L. H. Nicholas1,2, D. Segev1,2 1Johns Hopkins University School Of Medicine,Baltimore, MD, USA 2Johns Hopkins School Of Public Health,Baltimore, MD, USA
Introduction: Since 2007, the Centers for Medicare and Medicaid Services (CMS) requires organ transplantation programs that perform poorly on two biannual report cards within a 30-month period to enter a Systems Improvement Agreement (SIA) to continue receiving CMS reimbursement. Each SIA prescribes a number of steps that transplant centers must take to improve their performance. Centers are also required to notify all patients on their waitlist of the quality problems and pay all costs associated with the patient joining the waiting list at an additional center. While this regulatory program is designed to save lives by targeting programs with low 1-year patient and graft survival rates, the impact of the SIAs on waitlist candidates is unknown.
Methods: We obtained details of all Systems Improvement Agreements between 2008 and 2014 through a Freedom of Information Act. We compared waitlist outcomes for patients on the waitlist before and after their centers entered SIAs using patient-level data from the Scientific Registry of Transplant Recipients. We also compared SIA centers before and after the SIA to other poor-performing but non-sanctioned centers before and after their second instance of poor performance. All analyses estimated multivariate regressions adjusting for patient and center characteristics with standard errors clustered at the center level.

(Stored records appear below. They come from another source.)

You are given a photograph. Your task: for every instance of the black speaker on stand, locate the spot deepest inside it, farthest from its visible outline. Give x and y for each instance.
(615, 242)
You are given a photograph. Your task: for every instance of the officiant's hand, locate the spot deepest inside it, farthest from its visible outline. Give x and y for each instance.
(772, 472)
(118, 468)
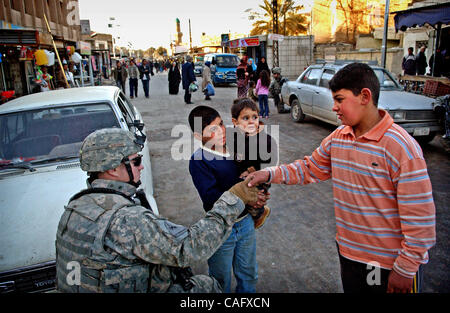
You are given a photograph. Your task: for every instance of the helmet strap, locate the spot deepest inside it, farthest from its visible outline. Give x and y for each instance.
(127, 164)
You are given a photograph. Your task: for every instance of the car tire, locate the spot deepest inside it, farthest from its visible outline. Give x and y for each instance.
(297, 114)
(423, 140)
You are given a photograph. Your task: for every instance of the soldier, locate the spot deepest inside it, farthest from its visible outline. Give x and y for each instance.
(109, 239)
(275, 88)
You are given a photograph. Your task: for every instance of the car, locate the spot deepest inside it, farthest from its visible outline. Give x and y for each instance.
(223, 67)
(41, 135)
(198, 68)
(310, 95)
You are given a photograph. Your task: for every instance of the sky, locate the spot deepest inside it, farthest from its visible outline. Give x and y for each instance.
(150, 23)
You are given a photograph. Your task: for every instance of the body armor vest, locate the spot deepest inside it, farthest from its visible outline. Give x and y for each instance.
(82, 262)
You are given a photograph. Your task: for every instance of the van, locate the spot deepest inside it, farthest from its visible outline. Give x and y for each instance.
(223, 67)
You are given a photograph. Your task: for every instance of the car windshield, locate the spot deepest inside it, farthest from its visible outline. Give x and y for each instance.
(50, 134)
(227, 61)
(387, 82)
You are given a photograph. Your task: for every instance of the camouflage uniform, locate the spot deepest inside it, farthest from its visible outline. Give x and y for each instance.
(121, 246)
(275, 89)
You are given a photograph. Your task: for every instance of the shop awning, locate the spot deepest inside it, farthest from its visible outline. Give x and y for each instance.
(19, 37)
(432, 15)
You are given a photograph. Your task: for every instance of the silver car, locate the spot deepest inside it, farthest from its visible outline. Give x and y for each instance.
(40, 140)
(310, 95)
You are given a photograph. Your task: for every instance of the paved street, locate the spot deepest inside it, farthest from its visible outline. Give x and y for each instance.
(296, 251)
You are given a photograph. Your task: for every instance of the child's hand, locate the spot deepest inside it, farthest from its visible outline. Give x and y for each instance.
(244, 174)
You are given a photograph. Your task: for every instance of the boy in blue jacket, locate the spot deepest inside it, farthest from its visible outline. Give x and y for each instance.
(214, 171)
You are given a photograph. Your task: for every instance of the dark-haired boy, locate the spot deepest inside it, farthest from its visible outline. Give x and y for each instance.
(384, 208)
(212, 169)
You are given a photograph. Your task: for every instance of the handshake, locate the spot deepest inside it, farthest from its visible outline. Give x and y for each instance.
(251, 191)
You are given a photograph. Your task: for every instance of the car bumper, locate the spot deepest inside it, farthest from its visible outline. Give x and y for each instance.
(35, 278)
(421, 129)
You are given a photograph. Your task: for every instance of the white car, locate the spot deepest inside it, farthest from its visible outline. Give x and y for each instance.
(310, 95)
(40, 139)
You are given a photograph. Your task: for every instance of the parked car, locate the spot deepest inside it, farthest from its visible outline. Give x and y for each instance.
(223, 67)
(198, 68)
(310, 95)
(40, 138)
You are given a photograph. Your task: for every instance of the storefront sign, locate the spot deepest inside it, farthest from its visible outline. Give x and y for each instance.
(276, 37)
(244, 42)
(85, 47)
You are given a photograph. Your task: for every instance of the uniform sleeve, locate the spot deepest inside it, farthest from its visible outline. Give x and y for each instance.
(156, 240)
(417, 216)
(311, 169)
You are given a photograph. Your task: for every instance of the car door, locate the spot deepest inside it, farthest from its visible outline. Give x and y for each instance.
(323, 100)
(305, 89)
(132, 114)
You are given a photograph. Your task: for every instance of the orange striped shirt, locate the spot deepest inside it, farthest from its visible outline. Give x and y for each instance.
(383, 200)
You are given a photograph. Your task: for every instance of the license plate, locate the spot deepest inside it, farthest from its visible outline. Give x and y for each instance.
(421, 131)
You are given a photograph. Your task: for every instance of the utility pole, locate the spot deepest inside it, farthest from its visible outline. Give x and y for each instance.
(385, 34)
(190, 37)
(275, 31)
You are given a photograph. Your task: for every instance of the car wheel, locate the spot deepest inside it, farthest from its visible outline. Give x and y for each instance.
(297, 114)
(423, 140)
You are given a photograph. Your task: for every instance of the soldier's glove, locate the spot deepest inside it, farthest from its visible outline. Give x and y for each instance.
(245, 193)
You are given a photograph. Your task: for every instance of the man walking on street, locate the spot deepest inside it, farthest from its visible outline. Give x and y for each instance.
(188, 77)
(409, 62)
(120, 75)
(421, 61)
(145, 71)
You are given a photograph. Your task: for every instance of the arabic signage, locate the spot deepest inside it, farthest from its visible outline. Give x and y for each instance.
(244, 42)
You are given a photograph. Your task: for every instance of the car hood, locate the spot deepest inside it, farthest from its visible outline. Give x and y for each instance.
(31, 205)
(225, 69)
(400, 100)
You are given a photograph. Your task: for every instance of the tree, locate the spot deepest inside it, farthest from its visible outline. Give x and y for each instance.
(354, 12)
(292, 22)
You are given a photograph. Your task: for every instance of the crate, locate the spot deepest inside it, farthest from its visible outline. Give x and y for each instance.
(435, 88)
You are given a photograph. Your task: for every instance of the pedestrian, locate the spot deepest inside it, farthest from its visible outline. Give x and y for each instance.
(251, 70)
(262, 90)
(110, 233)
(261, 66)
(275, 88)
(174, 77)
(409, 62)
(120, 75)
(206, 78)
(438, 67)
(45, 79)
(145, 71)
(251, 93)
(242, 78)
(69, 75)
(133, 74)
(253, 148)
(421, 61)
(383, 202)
(188, 77)
(213, 171)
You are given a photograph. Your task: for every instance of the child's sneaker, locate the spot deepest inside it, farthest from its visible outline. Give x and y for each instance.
(262, 218)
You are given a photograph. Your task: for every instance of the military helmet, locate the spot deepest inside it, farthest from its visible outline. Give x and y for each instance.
(276, 70)
(105, 149)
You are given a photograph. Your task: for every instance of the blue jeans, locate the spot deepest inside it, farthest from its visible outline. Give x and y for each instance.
(263, 105)
(133, 86)
(237, 252)
(145, 84)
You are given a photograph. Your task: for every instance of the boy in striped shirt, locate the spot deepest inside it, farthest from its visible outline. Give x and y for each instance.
(383, 202)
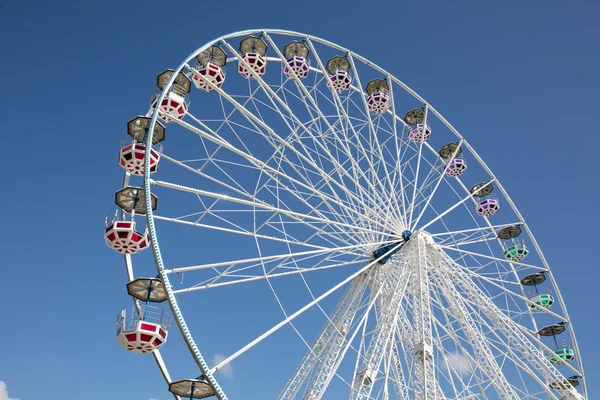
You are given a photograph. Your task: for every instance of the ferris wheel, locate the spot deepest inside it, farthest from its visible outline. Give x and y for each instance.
(328, 233)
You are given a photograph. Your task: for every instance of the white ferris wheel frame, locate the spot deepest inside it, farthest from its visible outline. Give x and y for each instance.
(195, 351)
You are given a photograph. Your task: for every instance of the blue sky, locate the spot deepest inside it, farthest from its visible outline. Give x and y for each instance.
(516, 75)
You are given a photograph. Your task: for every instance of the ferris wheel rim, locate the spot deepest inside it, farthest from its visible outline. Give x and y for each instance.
(150, 217)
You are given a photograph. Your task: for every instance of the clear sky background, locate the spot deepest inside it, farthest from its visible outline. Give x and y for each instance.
(519, 79)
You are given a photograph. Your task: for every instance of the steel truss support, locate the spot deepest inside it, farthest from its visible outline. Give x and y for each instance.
(396, 282)
(322, 356)
(425, 385)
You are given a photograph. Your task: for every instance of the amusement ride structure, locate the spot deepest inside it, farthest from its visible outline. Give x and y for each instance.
(329, 231)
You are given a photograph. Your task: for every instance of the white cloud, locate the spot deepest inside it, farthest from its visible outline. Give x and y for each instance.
(4, 392)
(459, 363)
(226, 371)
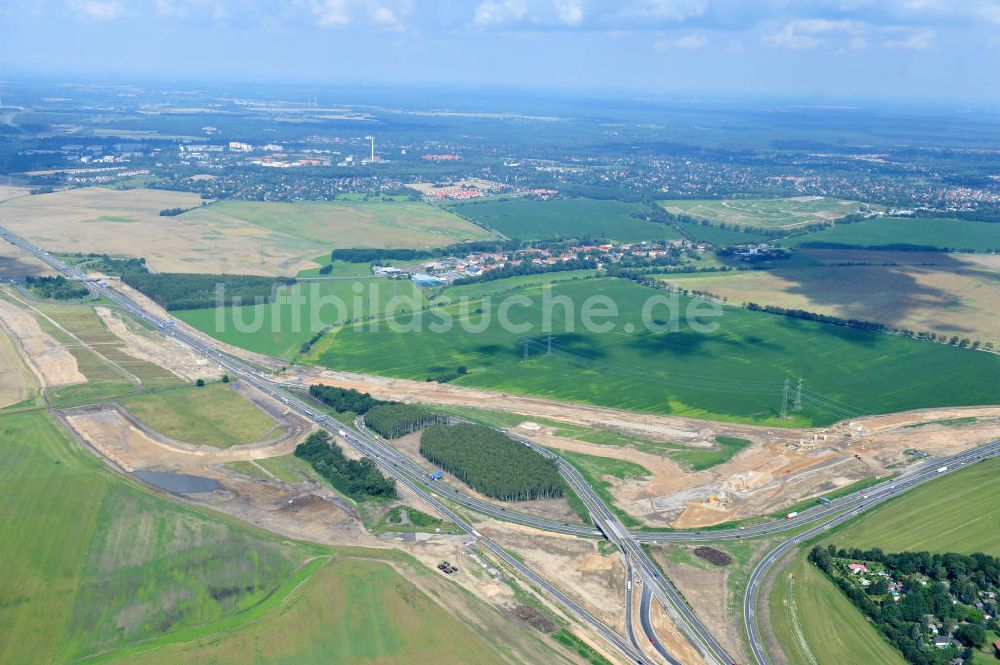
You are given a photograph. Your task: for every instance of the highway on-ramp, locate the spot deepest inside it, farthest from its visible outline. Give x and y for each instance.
(869, 499)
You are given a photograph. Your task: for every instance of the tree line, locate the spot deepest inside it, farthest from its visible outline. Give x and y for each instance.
(952, 588)
(345, 399)
(176, 291)
(56, 288)
(358, 479)
(375, 255)
(491, 463)
(392, 421)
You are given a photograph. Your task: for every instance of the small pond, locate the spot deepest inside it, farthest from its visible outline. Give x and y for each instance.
(177, 482)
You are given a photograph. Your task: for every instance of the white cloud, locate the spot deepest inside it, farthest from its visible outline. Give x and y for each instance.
(687, 42)
(342, 13)
(569, 12)
(496, 12)
(672, 10)
(98, 10)
(386, 17)
(916, 41)
(333, 13)
(811, 34)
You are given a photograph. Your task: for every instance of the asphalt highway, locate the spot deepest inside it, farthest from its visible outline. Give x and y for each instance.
(607, 524)
(384, 456)
(653, 582)
(865, 501)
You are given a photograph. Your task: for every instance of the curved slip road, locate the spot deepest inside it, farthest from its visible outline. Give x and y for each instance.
(872, 497)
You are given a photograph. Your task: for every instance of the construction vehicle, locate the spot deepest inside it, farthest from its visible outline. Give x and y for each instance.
(446, 568)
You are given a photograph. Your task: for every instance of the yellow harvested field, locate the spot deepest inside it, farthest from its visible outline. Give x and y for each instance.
(14, 386)
(12, 191)
(128, 223)
(159, 349)
(341, 224)
(18, 263)
(236, 237)
(52, 363)
(948, 294)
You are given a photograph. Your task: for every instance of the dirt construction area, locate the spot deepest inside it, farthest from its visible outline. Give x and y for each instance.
(51, 362)
(306, 509)
(159, 350)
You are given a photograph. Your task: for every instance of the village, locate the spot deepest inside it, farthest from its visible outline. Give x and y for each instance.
(555, 257)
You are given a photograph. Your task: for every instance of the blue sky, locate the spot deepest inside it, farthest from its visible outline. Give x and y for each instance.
(815, 48)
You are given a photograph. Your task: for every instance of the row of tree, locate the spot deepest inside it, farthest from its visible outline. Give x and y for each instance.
(873, 326)
(395, 420)
(358, 479)
(952, 587)
(174, 291)
(813, 316)
(345, 399)
(375, 255)
(491, 463)
(57, 288)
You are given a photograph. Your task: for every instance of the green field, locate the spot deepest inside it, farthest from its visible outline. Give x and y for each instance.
(887, 232)
(93, 562)
(213, 415)
(734, 373)
(785, 213)
(96, 567)
(956, 513)
(529, 219)
(918, 291)
(353, 611)
(716, 236)
(301, 310)
(818, 625)
(396, 223)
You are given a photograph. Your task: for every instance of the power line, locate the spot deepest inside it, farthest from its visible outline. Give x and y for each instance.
(784, 400)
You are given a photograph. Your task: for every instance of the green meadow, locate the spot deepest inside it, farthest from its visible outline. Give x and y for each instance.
(765, 213)
(93, 562)
(530, 219)
(734, 373)
(955, 513)
(97, 568)
(303, 309)
(886, 232)
(958, 512)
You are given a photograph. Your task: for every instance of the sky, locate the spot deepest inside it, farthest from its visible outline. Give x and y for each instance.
(832, 49)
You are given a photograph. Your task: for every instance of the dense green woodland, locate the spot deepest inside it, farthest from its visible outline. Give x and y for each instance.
(57, 288)
(178, 290)
(954, 592)
(394, 420)
(345, 399)
(358, 479)
(491, 463)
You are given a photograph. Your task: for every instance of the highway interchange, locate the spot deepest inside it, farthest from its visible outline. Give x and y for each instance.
(639, 566)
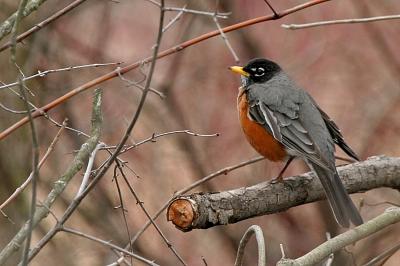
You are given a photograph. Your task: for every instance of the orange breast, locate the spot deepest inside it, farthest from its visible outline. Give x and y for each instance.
(263, 142)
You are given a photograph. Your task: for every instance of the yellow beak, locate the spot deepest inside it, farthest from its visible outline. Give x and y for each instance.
(239, 70)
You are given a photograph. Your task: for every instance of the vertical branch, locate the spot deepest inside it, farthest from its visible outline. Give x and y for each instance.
(61, 183)
(35, 146)
(75, 203)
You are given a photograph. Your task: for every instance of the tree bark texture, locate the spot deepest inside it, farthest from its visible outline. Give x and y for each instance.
(204, 210)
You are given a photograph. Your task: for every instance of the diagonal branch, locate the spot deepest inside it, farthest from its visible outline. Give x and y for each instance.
(6, 26)
(204, 210)
(339, 21)
(61, 183)
(162, 54)
(389, 217)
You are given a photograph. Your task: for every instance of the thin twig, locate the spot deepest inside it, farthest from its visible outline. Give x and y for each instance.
(390, 216)
(108, 244)
(60, 184)
(140, 203)
(45, 22)
(75, 203)
(6, 26)
(349, 160)
(175, 19)
(384, 255)
(28, 180)
(5, 108)
(254, 229)
(223, 35)
(35, 145)
(270, 7)
(121, 204)
(167, 52)
(155, 136)
(89, 167)
(42, 74)
(340, 21)
(137, 85)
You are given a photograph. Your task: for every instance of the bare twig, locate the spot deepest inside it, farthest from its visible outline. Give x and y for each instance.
(162, 54)
(42, 24)
(175, 19)
(140, 203)
(61, 183)
(223, 171)
(28, 180)
(223, 35)
(389, 217)
(254, 229)
(6, 26)
(156, 136)
(137, 84)
(108, 244)
(384, 255)
(75, 203)
(50, 71)
(35, 145)
(89, 167)
(121, 204)
(339, 21)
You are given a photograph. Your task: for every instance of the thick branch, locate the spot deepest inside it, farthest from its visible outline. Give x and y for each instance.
(204, 210)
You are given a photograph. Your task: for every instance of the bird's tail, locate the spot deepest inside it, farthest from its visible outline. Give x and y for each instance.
(342, 206)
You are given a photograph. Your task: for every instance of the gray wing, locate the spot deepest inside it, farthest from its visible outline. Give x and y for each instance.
(280, 115)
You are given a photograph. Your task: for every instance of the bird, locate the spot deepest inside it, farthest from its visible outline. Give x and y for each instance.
(282, 121)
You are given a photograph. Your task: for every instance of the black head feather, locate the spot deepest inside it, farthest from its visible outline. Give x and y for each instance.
(261, 70)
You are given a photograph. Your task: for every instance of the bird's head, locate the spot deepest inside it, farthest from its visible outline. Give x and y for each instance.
(257, 70)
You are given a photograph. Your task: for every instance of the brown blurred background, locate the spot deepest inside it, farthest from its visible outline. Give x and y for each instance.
(353, 71)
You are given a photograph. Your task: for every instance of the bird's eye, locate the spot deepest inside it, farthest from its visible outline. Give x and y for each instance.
(260, 72)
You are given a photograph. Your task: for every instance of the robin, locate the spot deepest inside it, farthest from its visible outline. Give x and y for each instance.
(281, 121)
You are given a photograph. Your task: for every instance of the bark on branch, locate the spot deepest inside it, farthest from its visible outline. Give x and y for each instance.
(204, 210)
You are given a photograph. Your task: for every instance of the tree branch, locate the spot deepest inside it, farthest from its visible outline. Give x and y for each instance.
(390, 216)
(61, 183)
(339, 21)
(204, 210)
(6, 26)
(177, 48)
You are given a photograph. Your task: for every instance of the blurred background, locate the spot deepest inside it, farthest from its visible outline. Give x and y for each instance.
(353, 72)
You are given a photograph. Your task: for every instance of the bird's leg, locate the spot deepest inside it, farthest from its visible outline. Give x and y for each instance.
(279, 178)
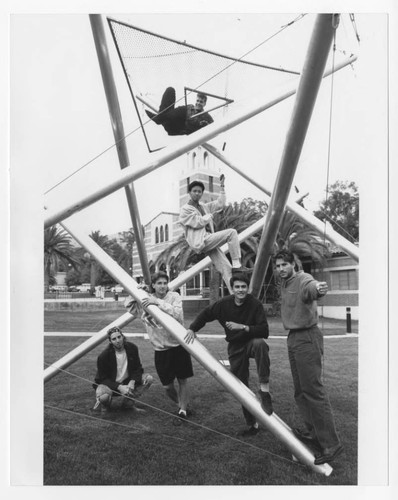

Results: 26 centers entered SIAs for kidney, liver, and lung transplantation during the study period. 8,506 patients were on the waiting list at SIA centers, 41% were female, 64% were non-White, and 38% had private insurance. On average, only 3% listed at an additional center during any 6 month period and 8% left the list due to transplant. Following an SIA, patients were 4 percentage points less likely to leave the list due to transplant (p < 0.01). There was no change in multi-listing behavior in response to the notification letters.
Conclusion: A CMS quality improvement initiative designed to improve transplant center quality was associated with a reduction in the probability of transplant receipt among patients waiting for transplant at the targeted centers. Letters describing quality problems and offering to pay the costs associated with moving to another center were insufficient tools to motivate patients to list at higher performing centers.